Le Nazioni Unite hanno annunciato che il processo di scarico della fatiscente petroliera “Safer” al largo di Ras Issa, sulla costa occidentale dello Yemen, sulla nave sostitutiva (Nautica), inizierà la prossima settimana. Il processo dovrebbe durare circa due settimane.

Lo ha detto il capo dell’ufficio di crisi del Programma di sviluppo delle Nazioni Unite (UNDP), Janthomas Heemstra, sul suo account Twitter.

“La prossima settimana, come previsto, la nave di supporto specializzata Endeavour dovrebbe iniziare a pompare petrolio dal serbatoio Safer alla nave sostitutiva (Nautica)”.

Ha aggiunto che le procedure per l’esame del serbatoio della petroliera fatiscente stanno proseguendo a ritmo sostenuto. Una volta completate, il processo di trasporto del petrolio inizierà dalla compagnia olandese Boskalis e tramite la sua nave (Endeavour).

Il Coordinatore Umanitario e Coordinatore Residente delle Nazioni Unite nello Yemen, David Gresley, aveva indicato in precedenza che il processo di trasferimento non avrebbe superato le due settimane.

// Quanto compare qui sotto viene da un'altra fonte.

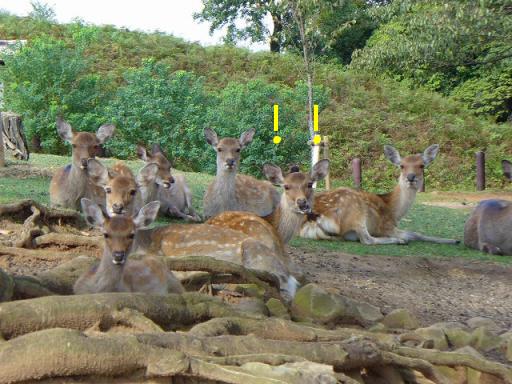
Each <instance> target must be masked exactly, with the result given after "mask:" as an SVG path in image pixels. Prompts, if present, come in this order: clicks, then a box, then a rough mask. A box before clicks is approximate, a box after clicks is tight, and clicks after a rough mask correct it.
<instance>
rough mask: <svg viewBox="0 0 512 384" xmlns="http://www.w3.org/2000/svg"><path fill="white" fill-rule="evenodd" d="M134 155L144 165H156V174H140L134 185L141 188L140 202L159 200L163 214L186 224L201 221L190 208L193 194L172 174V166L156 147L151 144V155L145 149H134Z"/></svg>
mask: <svg viewBox="0 0 512 384" xmlns="http://www.w3.org/2000/svg"><path fill="white" fill-rule="evenodd" d="M137 156H138V157H139V158H140V159H141V160H143V161H144V162H145V163H146V166H149V165H150V164H154V165H156V166H157V173H156V174H155V175H151V174H149V173H147V174H144V175H142V174H139V176H138V178H137V182H138V184H139V186H140V189H141V195H142V200H143V201H144V202H150V201H154V200H158V201H160V213H161V214H162V215H166V216H170V217H176V218H179V219H184V220H189V221H201V217H200V216H199V215H198V214H197V213H196V212H195V210H194V208H193V206H192V192H191V191H190V188H189V187H188V185H187V182H186V181H185V177H184V176H183V175H174V176H173V175H171V163H170V161H169V160H168V159H167V157H166V156H165V154H164V153H163V151H162V149H161V148H160V146H159V145H158V144H155V145H153V148H152V149H151V152H149V151H148V150H147V149H146V148H145V147H144V146H142V145H138V146H137Z"/></svg>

La “Safer” è una petroliera logora che trasporta 1,1 milioni di barili di petrolio (più di 140.000 tonnellate). E’ ormeggiata a 6 miglia dalla costa yemenita. Un’esplosione o una fuoriuscita dalla petroliera Safer potrebbe causare un dei più gravi disastri petroliferi della storia, secondo uno studio condotto dai laboratori di ricerca di Greenpeace.

La fuoriuscita di petrolio Safer, se si dovesse verificare, distruggerebbe le barriere coralline, le mangrovie costiere e altra vita marina nel Mar Rosso ed esporrebbe milioni di persone all’inquinamento atmosferico.